Weihnachten 1945, nach dem Krieg, ausgebombt auf einen Bauernhof in Elze/Leine.

24. Dezember 1945
17:30 Uhr
Engestraße, Elze/Leine
Erinnerungen eines Zeitzeugen.

Weihnachten 1945.
In der Tonne.
Wir die wir Anfang des Jahres 45 in Hannover Ausgebombt waren,
(Vom Wohnzimmer stand nur noch der Schrank rechts neben der Tür
auf einem schmalem Mauersims). Anfang 1945 kamen wir in Elze/Leine
30 Kilometer südlich von Hannover, bei einem Bauer Jacke unter.
In diesem alten Fachwerkhaus mit Toilette (plums) über den Hof
neben dem Kuhstall, erlebten wir vier Kinder, Ich damals 9, meine
Schwester Margret 7, mein Vetter Gerd 5 und meine Cousine Helga
3 Jahre alt, gemeinsam unser erstes Friedens-Weihnachtsfest in dieser
schlechten Zeit. Dazu hatten wir in diesem Jahr unsere Väter in Russland
verloren. Die Bauernsöhne waren noch in Gefangenschaft und nur die
Frauen im Haus. schon Tage vor dem Fest roch es nach Backen und am
Heiligen Abend war die Küche schon Mittags geschlossen. Ich hatte
damals schon große Zweifel am Weihnachtsmann, die anderen lernten
noch schnell ein Gedicht, denn der Weihnachtsmann wurde uns in dieser Zeit
oft angedroht um Ruhe und Ordnung oder Hilfe zu erlangen. Die Stimmung
war gut, aber durch Gerüche und Geräusche angespannt. aus Erfahrung wußte
ich auch, das ich außer einem bunten Teller mit Keksen und Äpfeln,
wieder nur selbstgestrickte Socken bekam. (Diese sind nach 60. Jahren
noch für Wanderungen und kalte Tage vorhanden) Schlimm war außer dem
Schal nur die gestrickte Unterhose von Tante Lisa. Das kratzte und juckte
erbärmlich. Im Jahr 1944 hatte ich noch Feldpost von meinem Vater erhalten.

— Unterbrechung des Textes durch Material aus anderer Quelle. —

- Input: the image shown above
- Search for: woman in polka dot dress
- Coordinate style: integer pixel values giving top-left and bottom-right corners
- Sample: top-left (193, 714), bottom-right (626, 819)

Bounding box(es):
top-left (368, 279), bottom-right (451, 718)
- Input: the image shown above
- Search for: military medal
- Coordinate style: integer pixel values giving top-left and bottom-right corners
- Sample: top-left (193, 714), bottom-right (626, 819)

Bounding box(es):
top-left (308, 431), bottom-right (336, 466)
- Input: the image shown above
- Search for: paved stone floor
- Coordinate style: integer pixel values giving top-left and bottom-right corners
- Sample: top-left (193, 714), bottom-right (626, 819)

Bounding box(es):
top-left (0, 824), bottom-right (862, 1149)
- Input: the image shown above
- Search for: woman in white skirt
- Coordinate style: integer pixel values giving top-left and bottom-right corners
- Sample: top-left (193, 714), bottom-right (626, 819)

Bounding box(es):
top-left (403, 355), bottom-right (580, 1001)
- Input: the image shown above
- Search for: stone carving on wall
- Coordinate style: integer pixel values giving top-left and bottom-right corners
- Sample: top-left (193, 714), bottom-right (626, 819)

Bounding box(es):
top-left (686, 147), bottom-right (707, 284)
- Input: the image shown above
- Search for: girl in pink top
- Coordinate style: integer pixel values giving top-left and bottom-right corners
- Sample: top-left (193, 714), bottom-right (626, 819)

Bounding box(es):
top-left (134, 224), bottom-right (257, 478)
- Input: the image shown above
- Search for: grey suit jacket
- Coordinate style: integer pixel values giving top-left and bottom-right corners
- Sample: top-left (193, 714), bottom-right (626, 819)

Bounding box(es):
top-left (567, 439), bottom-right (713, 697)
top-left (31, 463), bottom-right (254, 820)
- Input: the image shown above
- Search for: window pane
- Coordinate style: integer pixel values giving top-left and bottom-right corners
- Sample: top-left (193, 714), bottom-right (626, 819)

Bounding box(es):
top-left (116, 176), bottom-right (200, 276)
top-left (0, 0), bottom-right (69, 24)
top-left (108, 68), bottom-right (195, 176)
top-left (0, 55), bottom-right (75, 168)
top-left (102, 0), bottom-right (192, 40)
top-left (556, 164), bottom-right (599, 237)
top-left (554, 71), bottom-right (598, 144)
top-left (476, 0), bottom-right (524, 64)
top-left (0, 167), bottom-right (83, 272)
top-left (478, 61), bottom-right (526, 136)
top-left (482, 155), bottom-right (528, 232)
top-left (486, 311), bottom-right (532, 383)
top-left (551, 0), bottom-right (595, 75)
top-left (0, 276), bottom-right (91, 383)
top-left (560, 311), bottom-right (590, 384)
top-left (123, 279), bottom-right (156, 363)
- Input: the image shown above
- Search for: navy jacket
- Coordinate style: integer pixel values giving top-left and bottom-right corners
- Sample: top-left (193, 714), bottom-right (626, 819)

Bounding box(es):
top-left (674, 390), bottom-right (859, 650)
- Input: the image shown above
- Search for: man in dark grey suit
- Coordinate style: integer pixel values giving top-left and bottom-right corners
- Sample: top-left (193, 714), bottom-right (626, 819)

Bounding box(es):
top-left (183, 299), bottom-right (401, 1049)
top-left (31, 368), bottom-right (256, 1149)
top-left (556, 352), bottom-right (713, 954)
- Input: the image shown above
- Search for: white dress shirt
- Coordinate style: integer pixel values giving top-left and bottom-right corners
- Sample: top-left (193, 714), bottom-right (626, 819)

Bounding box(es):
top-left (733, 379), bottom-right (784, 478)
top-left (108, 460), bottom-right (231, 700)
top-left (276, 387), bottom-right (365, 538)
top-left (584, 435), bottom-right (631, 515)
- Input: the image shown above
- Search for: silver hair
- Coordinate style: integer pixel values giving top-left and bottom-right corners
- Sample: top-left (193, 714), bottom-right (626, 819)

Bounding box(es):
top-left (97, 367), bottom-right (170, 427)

Er schrieb mir aus Russland, er habe Angeln gehen wollen, dann aber einen
Hasen geschossen. er hätte diesen gerne mit nach Hause zu uns genommen,
aber leider keinen Urlaub bekommen. Dies war sein letzter Brief und den habe
ich mir aufgehoben. So nun zurück in das alte Bauernhaus und Weihnachten.
Um 17.30 Uhr läutete eine Glocke und wir stürmten in die Küche. die erahnten
Geschenke lagen da unter dem Weihnachtsbaum, die Kerzen verströmten ihr
mildes Licht. Da rumpelte es fürchterlich, draußen war der Weihnachtsmann
im Anmarsch und den Jüngeren schoss schon das erste Wasser in die Augen.
Ich Schlaumeier überlegte schon, wer dieser Weihnachtsmann wohl wäre.
da war er schon in der Küche und sah wild aus. Ich kannte ihn nicht und
manch` Landstreicher sah besser aus als diese kräftige Gestalt. Eins aber erkannte
ich doch, meinen Fransenschal als Bart und eine große Ruhe überkam mich.
Die Kleineren sagten artig ihr Gedicht auf, aber ich weigerte mich. Da packte
mich die Magd Lina , die hier den Weihnachtsmann machte und steckte mich roh
in einen alten Kartoffelsack. Die Kinder heulten ( mein Vetter vor Freude) als
der Sack durch eine Kette veschlossen, ich rausgetragen und kopfüber in die Mülltonne
gesteckt wurde. Eine gelungene Vorstellung für alle außer mir. Ich saß, lag kopfüber
unbeweglich in der dreckigen Tonne. Durch Wackeln erreichte ich ein Umkippen und
robbte rückwärts wie eine Raupe aus dem Gefängnis. Bald war ich wieder in der Küche
und tröstete die Jüngeren. Dieser ganze Vorgang war hart an der Grenze, wir erinnern
uns alle immer an dieses einprägsame Weihnachtsfest 1945.